Gleeson wrote that while financial planners spend years in school learning about how to consult with people about personal wealth, they tend to get little advanced real estate training. That explains why financial planners might be hesitant to emphasize real estate’s role in a client’s portfolio, he wrote.

To be properly trained in and knowledgeable about real estate, a professional needs to be immersed in the real estate market daily, to keep up with changes in the fast-paced and evolving industry. So, Gleeson reasoned, the solution isn’t to add the knowledge base to what financial planners already have to know, but rather to have professionals in the two areas work together on a client’s behalf.

This new financial planning branch, called Integrated Asset Management (IAM), is gaining ground, Gleeson wrote.

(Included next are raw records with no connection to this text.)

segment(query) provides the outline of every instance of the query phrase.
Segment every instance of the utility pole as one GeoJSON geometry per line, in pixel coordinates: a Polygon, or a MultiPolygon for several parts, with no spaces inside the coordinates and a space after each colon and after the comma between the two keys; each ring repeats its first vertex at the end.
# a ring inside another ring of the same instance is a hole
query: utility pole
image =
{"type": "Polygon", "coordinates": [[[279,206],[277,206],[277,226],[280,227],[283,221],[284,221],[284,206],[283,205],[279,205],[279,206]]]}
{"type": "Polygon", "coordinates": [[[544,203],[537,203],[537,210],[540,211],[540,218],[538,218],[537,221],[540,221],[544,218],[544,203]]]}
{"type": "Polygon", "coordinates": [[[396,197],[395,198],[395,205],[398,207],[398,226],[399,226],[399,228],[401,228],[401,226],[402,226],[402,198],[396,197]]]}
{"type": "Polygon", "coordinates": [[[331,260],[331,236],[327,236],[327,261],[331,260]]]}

IAM companies put asset class professionals, including real estate experts, under the same roof as financial planners. And the experts, who work in different industries, overlap when necessary to offer high levels of expertise in important areas of investment.

There is a big need for the synergistic concept to wealth management, according to the Forbes.com article. Gleeson cited the Bankrate survey, which showed that 54 million Americans would choose real estate over stocks or bonds for long-term investment. The IAM approach is one solution because it taps real estate professionals to weigh in on real estate-related financial appropriation, risk-taking and goals’ achievement, according to Gleeson.